MATERIALS AND METHODS

Plant material and storage conditions: The experiment was started on september 10, 2010 and chlorophyll content, Membrane stability, MDA content and ACC Oxidase activity were measured at 14th day of vase life.

Lily were obtained from local commercial greenhouses (Tehran, Iran). Following harvest and transport to the laboratory, the stems were recut to 40 cm length. In this study, three levels of MA (0, 2 and 4 mM), three levels of glutamin (0, 1.5 and 3 mM) and three levels of SA (0, 2 and 4 mM) were applied on 162 Lily cut flowers. After recording the fresh weight, each flower was placed in a 250 mL bottle containing preservative solutions. The flowers were held at ambient temperature (19±5°C).

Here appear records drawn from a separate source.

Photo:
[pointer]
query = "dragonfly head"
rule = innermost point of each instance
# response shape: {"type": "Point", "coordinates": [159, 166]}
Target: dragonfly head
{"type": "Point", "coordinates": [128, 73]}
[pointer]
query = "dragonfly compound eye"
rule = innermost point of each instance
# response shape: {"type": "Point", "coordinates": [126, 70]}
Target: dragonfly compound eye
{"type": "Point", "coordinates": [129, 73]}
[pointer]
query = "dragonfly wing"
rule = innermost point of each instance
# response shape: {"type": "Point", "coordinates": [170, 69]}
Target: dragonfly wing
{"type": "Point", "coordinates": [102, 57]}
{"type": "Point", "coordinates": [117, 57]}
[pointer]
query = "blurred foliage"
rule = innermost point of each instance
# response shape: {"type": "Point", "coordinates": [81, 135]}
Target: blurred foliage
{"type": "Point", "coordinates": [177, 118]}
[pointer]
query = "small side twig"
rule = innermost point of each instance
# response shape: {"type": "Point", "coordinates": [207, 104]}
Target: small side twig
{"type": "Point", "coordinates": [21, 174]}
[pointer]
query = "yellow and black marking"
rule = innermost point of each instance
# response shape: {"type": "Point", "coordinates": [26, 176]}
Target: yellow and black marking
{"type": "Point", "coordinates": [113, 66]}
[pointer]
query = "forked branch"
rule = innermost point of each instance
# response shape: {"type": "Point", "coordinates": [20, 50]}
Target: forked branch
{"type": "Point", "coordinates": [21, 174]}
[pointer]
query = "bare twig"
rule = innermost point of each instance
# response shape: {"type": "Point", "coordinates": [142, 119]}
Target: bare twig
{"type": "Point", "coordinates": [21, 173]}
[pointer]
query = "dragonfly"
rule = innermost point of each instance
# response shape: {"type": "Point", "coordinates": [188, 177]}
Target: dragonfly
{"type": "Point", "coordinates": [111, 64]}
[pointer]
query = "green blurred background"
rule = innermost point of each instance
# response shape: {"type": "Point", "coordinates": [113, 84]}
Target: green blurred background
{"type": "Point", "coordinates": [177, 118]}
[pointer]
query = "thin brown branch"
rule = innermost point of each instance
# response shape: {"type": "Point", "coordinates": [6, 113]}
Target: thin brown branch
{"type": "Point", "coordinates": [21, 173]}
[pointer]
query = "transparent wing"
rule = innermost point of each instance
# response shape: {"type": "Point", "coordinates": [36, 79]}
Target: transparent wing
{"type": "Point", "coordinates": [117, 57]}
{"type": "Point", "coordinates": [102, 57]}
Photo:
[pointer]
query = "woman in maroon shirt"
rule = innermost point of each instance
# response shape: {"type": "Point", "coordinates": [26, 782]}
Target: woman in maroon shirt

Vase life: Vase life was determined as the number of days to wilting of flowers.

Chlorophyll content measurement: Total chlorophyll (a+b) content was measured by chlorophyll meter (SPAD-502, Minolta Co. Japan) which is presented by SPAD value. Average of 3 measurements from different spots of a single leaf was considered.

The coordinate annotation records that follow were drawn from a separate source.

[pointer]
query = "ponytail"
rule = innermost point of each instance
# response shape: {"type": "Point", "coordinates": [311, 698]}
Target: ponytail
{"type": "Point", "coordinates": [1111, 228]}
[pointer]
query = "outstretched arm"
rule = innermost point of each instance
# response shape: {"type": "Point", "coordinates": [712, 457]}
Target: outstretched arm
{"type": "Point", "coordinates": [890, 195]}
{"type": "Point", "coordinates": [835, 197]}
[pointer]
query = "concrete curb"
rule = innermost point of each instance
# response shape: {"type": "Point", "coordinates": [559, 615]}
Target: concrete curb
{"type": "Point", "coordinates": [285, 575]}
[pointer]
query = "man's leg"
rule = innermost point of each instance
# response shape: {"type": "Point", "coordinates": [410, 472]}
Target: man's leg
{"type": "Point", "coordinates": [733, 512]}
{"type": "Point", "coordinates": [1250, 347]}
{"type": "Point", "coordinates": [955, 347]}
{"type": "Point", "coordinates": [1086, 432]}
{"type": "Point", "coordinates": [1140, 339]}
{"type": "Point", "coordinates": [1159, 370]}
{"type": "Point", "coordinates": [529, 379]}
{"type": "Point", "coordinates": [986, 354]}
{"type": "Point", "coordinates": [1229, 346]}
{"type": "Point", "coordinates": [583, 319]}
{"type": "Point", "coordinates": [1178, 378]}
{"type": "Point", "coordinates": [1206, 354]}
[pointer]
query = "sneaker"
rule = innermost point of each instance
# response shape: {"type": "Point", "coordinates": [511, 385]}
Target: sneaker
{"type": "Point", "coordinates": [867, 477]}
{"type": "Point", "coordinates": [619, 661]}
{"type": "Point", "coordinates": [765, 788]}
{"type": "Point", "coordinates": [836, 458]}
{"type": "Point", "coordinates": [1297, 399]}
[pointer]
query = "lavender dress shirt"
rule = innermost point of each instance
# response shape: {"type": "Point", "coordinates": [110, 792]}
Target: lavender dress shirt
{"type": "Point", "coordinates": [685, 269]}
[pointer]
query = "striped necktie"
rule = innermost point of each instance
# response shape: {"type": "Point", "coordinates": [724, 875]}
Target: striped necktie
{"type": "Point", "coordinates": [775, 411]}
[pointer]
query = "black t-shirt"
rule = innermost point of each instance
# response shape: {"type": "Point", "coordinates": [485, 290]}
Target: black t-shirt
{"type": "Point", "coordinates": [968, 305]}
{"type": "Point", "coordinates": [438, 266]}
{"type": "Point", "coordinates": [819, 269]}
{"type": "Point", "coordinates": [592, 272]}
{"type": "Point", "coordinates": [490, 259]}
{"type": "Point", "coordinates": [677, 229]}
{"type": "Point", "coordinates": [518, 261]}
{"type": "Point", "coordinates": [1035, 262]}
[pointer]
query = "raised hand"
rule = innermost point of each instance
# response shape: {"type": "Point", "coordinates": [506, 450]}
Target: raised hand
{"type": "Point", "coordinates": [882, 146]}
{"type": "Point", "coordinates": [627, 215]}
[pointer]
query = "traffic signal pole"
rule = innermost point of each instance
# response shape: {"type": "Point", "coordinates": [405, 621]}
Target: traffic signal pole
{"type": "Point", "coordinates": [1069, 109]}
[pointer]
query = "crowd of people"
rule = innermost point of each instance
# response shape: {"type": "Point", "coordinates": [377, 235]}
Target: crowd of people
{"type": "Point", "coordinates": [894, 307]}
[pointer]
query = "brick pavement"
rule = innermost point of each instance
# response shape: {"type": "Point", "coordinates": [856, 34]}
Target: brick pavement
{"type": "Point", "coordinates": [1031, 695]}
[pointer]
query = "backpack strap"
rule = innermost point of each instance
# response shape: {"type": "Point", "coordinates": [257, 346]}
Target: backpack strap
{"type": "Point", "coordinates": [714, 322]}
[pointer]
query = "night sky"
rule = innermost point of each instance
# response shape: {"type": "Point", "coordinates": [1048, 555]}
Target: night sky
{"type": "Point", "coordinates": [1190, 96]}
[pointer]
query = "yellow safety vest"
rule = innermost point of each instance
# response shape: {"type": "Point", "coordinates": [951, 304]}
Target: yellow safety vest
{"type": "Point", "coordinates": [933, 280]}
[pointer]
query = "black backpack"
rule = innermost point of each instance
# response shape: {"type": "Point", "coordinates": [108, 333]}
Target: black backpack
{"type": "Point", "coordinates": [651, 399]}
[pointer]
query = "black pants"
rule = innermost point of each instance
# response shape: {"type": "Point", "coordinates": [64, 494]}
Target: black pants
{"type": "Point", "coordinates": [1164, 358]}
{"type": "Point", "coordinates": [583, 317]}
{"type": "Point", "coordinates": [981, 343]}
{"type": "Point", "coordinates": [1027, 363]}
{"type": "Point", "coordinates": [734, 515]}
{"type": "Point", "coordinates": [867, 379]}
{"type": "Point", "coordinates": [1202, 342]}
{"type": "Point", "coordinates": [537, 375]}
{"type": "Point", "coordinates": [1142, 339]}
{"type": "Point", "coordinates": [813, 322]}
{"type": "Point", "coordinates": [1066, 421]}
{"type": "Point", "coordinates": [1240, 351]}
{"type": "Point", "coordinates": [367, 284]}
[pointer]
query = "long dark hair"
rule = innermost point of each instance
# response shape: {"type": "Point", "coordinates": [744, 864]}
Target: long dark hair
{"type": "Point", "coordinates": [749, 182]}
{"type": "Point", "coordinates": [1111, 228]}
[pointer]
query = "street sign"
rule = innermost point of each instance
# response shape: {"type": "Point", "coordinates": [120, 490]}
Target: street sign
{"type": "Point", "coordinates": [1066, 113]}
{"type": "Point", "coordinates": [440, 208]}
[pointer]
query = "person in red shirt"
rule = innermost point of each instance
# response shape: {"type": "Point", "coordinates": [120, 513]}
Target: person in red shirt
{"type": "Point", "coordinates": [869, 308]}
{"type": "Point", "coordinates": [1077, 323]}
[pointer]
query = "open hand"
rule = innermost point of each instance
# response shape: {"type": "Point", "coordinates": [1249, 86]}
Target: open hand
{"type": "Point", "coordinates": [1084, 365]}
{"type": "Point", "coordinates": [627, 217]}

Determination of anthocyanin leakage: Anthocyanin leakage was measured based on the method of Poovaiah (1979).

Determination of acc-oxidase activity: For the measurement of ACC oxidase activity use the method described by Maye-Lean and John (1994).

Assays of mda content (lipid peroxidation): Oxidative damage to lipids was measured based on the method of Heath and Packer (1968).

Superoxide dismutase: The activity of superoxide dismutase was assayed by measuring its ability to inhibit to the photochemical reduction of nitroblue tetrazolium as described by Beauchamp and Fridovich (1971).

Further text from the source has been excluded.